Former US President Donald Trump speaks about education policy at the Adler Theatre in Davenport, Iowa on March 13, 2023. (Photo by KAMIL KRZACZYNSKI / AFP)

Donald Trump will face serious charges of willfully keeping highly classified documents at his Florida home in a trial set for May 20 next year by federal judge Aileen Cannon.

The indictment unveiled last month says Trump kept the files — which included top secret nuclear and defense documents from the Pentagon, CIA and National Security Agency — unsecured at his Mar-a-Lago estate in Palm Beach, Florida.

The former president took the documents with him as he left the White House in 2021, against US law which requires all presidential records to be handed over to the National Archives.
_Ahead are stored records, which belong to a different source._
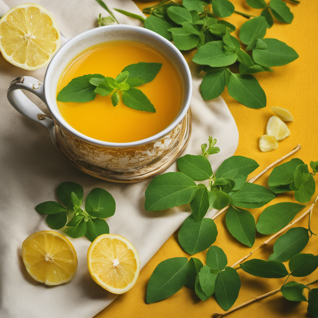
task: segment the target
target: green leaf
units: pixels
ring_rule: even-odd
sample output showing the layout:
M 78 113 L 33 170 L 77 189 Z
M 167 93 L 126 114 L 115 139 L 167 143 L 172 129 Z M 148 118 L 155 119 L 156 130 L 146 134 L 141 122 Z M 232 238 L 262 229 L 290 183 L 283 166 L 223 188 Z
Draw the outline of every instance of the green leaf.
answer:
M 289 8 L 282 0 L 271 0 L 269 2 L 271 11 L 274 17 L 279 21 L 285 23 L 291 23 L 294 15 Z
M 248 20 L 241 27 L 239 38 L 247 45 L 247 50 L 254 45 L 257 39 L 261 39 L 266 34 L 266 21 L 264 17 L 258 17 Z
M 276 195 L 262 185 L 246 182 L 240 190 L 230 193 L 231 200 L 236 202 L 268 203 L 276 197 Z
M 66 225 L 69 226 L 66 230 L 66 234 L 73 238 L 84 236 L 86 234 L 86 222 L 84 219 L 85 217 L 82 215 L 75 215 Z
M 219 305 L 227 310 L 235 302 L 241 288 L 241 280 L 236 271 L 229 266 L 218 274 L 215 281 L 215 297 Z
M 250 74 L 231 72 L 227 89 L 230 96 L 247 107 L 257 109 L 266 106 L 265 92 Z
M 47 225 L 52 229 L 61 229 L 65 226 L 67 222 L 67 212 L 66 210 L 54 214 L 49 214 L 45 220 Z
M 261 13 L 260 15 L 264 17 L 266 20 L 266 24 L 267 28 L 271 28 L 274 24 L 273 17 L 271 13 L 267 9 L 264 9 Z
M 318 317 L 318 288 L 313 288 L 309 292 L 307 310 L 314 317 Z
M 189 262 L 189 268 L 184 286 L 195 290 L 196 280 L 200 270 L 203 267 L 202 262 L 198 259 L 190 257 Z
M 312 254 L 294 255 L 288 263 L 292 276 L 304 277 L 311 274 L 318 267 L 318 256 Z
M 234 12 L 234 6 L 228 0 L 213 0 L 212 10 L 218 17 L 229 17 Z
M 126 80 L 126 83 L 131 88 L 138 87 L 144 84 L 145 80 L 140 77 L 128 77 Z
M 299 284 L 295 281 L 290 281 L 283 285 L 280 288 L 283 296 L 287 300 L 292 301 L 307 301 L 304 295 L 304 288 L 307 288 L 306 285 Z
M 199 273 L 199 280 L 202 291 L 208 297 L 210 297 L 214 294 L 215 280 L 217 273 L 212 273 L 210 268 L 204 265 Z
M 148 97 L 138 88 L 130 88 L 122 92 L 122 101 L 130 108 L 156 113 L 156 110 Z
M 183 0 L 182 5 L 189 11 L 203 12 L 203 9 L 206 3 L 201 0 Z
M 220 67 L 233 64 L 237 59 L 235 52 L 225 53 L 223 50 L 223 41 L 208 42 L 199 48 L 192 60 L 201 65 Z
M 111 96 L 112 104 L 113 106 L 114 107 L 116 106 L 119 101 L 119 95 L 117 94 L 116 91 L 115 91 Z
M 186 257 L 168 259 L 158 264 L 148 283 L 147 302 L 162 300 L 176 293 L 185 283 L 189 267 Z
M 296 168 L 304 162 L 298 158 L 276 167 L 268 177 L 268 186 L 275 193 L 281 193 L 290 190 L 289 184 L 294 179 Z
M 179 50 L 186 51 L 193 49 L 199 42 L 198 35 L 192 34 L 183 28 L 171 28 L 169 31 L 172 34 L 175 45 Z
M 114 215 L 116 204 L 109 192 L 95 188 L 88 193 L 85 202 L 85 209 L 92 217 L 104 218 Z
M 191 14 L 188 10 L 182 7 L 169 7 L 167 9 L 167 13 L 174 22 L 178 24 L 182 24 L 187 21 L 192 22 Z
M 160 34 L 169 41 L 172 39 L 172 36 L 168 29 L 173 27 L 171 24 L 152 14 L 145 21 L 145 27 L 146 29 Z
M 255 241 L 255 220 L 248 211 L 230 206 L 225 218 L 230 232 L 241 243 L 251 247 Z
M 154 178 L 145 193 L 146 211 L 159 211 L 192 201 L 199 188 L 181 172 L 168 172 Z
M 221 191 L 212 191 L 209 192 L 209 201 L 210 206 L 217 210 L 225 208 L 229 203 L 231 198 L 225 192 Z
M 273 234 L 286 226 L 305 207 L 298 203 L 282 202 L 268 206 L 261 213 L 256 225 L 257 232 Z
M 248 175 L 259 165 L 253 159 L 242 156 L 232 156 L 221 164 L 215 173 L 216 179 L 225 178 L 235 182 L 233 190 L 242 188 Z
M 180 172 L 194 180 L 206 180 L 213 174 L 210 162 L 200 155 L 186 155 L 177 160 Z
M 205 262 L 211 269 L 221 272 L 227 265 L 227 258 L 222 248 L 212 245 L 206 252 Z
M 265 0 L 246 0 L 246 3 L 255 9 L 263 9 L 266 7 Z
M 66 206 L 67 209 L 73 209 L 71 194 L 73 192 L 80 201 L 83 200 L 84 191 L 83 187 L 75 182 L 62 182 L 58 187 L 57 195 L 61 202 Z
M 300 253 L 309 241 L 308 230 L 304 227 L 292 227 L 276 240 L 274 252 L 269 260 L 285 262 Z
M 288 275 L 285 266 L 277 260 L 254 259 L 240 264 L 241 268 L 254 276 L 265 278 L 281 278 Z
M 178 238 L 183 250 L 193 255 L 209 247 L 215 241 L 217 235 L 213 220 L 204 218 L 198 221 L 191 215 L 183 221 Z
M 46 201 L 38 204 L 35 210 L 42 214 L 54 214 L 66 211 L 66 209 L 55 201 Z
M 104 79 L 100 74 L 88 74 L 75 77 L 60 91 L 58 101 L 86 103 L 93 100 L 96 96 L 95 86 L 89 82 L 92 77 Z
M 190 203 L 192 214 L 197 221 L 201 219 L 206 214 L 210 206 L 209 191 L 204 184 L 199 184 L 198 190 Z
M 295 191 L 295 198 L 302 203 L 308 202 L 315 193 L 315 180 L 312 176 L 309 175 L 307 180 Z
M 102 234 L 109 233 L 109 227 L 107 222 L 103 219 L 90 219 L 87 222 L 87 230 L 85 236 L 93 242 Z
M 148 19 L 149 18 L 147 18 Z M 145 84 L 151 82 L 156 77 L 162 66 L 162 64 L 161 63 L 147 63 L 141 62 L 135 64 L 131 64 L 126 66 L 121 72 L 127 71 L 129 72 L 129 76 L 126 82 L 129 84 L 129 85 L 130 85 L 129 83 L 131 78 L 136 77 L 139 79 L 142 80 L 144 81 L 143 84 Z
M 202 288 L 200 283 L 200 278 L 198 275 L 197 276 L 195 286 L 196 294 L 197 294 L 201 300 L 204 301 L 209 298 L 209 296 L 207 296 L 203 291 L 202 290 Z
M 265 66 L 280 66 L 294 61 L 299 57 L 294 49 L 276 39 L 264 39 L 267 47 L 253 50 L 253 58 L 258 64 Z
Prosecutors say Trump was given multiple opportunities to return the documents and they raided Mar-a-Lago in August last year after obtaining evidence that he knowingly retained more than 100 classified files.

Boxes and folders with the secret documents were hidden in Trump’s private office, a ballroom, a bathroom, his bedroom and a storage room, according to the indictment.

On at least two occasions, prosecutors alleged, Trump showed classified documents on US military operations and plans to people not cleared to see them, at his Bedminster, New Jersey, golf club.


“The classified documents Trump stored in the boxes included information regarding defense and weapons capabilities of both the United States and foreign countries,” the indictment said.

“The unauthorized disclosure of these classified documents could put at risk the national security of the United States, foreign relations, the safety of the United States military, and human sources,” according to the indictment.

The indictment lists 37 separate counts against Trump.

They include 31 counts of “willful retention of national defense information,” each count relating to a specific document he kept.

The documents listed included information on US nuclear programs and potential vulnerabilities of the United States and its allies to military attack, along with plans for retaliation, according to the indictment.

A conviction on each of the 31 “willful retention” charges carries up to 10 years in prison.

The six other charges include conspiracy to obstruct justice, punishable by up to 20 years in prison; withholding a document or record, which also carries a potential 20-year sentence; and making false statements.

Trump’s personal aide, Walt Nauta, will stand trial together with him.

Nauta was named as a co-conspirator and charged with six counts for helping Trump hide documents in Mar-a-Lago.

Trump and Nauta both entered pleas of not guilty. Trump claims that as a former president he had a right to retain documents.

He also has said that using his authority of president he had declassified the documents in question, though he has not offered evidence to support that claim.